Decide what 2FA options MyUSA should offer users and integrators

[esgoodman]

Two-factor authentication is implemented and functional. However, we have a number of UX questions about where and how it shows up.

• 2FA authentication prompts appear inconsistently in the existing flow.
• The requirement (or lack thereof) is a concern for some integrators at security-conscious organizations
• 2FA is a UX challenge for speedy and lightweight sign-in, as demonstrated by related issues: #408, #478, #574, #581

The options up for discussion are:

1. Require 2FA of all users of MyUSA, all the time. As a consequence, a 2FA chooser goes into the first-time sign-up and returning user flows. We keep and revise the existing 2FA elements in the account management site.
2. Strongly recommend mandatory 2FA for some but not all applications. As a consequence, we add a 2FA requirement checkbox to the application creation panel.
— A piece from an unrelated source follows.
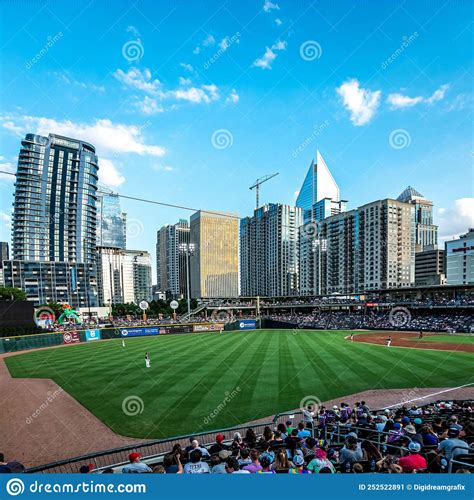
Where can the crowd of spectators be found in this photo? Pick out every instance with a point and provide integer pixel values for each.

That in turn adds a 2FA chooser into the first-time sign-up and the returning user flows only for websites that enable mandatory 2FA.
3. Make 2FA a user-selected, non-mandatory setting. This is the current status quo. When 2FA is enabled, a 2FA chooser pops up during first-time sign-up and returning user flows only for users who have enabled it in the account management site.
4. Remove access to the 2FA functionality entirely.

Assumptions: most 18F-ers and other federal employees using MyUSA more than once a month will go through Google OAuth or through secure gov’t email. Based on pretty reliable data, we think that non-federal employees who make a MyUSA account will use the account once or twice a year.

[esgoodman]

We asked the cybersecurity channel for their thoughts. The results: NO on (1) and (4), YES PLEASE to (2) and (3). (2) and (3) are compatible, with (2) layering features onto (3).

@dhcole added some nuance:

+1: 2factor is super important and app devs might want to leverage it, -1: yes, but myusa is just delegating authorization to another service (google oauth or email + link verification) and 2-factor should happen there

[esgoodman]

@adelevie and @yozlet, how hard would it be to make 2FA mandatory for some integrations but not others?

[jackiekazil]

:+1:

[mkhandekar]

Looking at Google's 2-step verification guide as inspiration as we start to do ours.

Have you seen any other examples for 2FA verification that does a nice job of educating visitors step by step? cc: @yozlet @adelevie @esgoodman @juliaelman @jackiekazil @harrisj

[esgoodman]

I feel like Google's flow may be more elaborate than we need. There's a mural.ly doc where I've been collecting examples: https://mural.ly/t/gsa6/m/gsa6/1426803022441.

[esgoodman]

Closing because we've decided this and are now implementing the decision.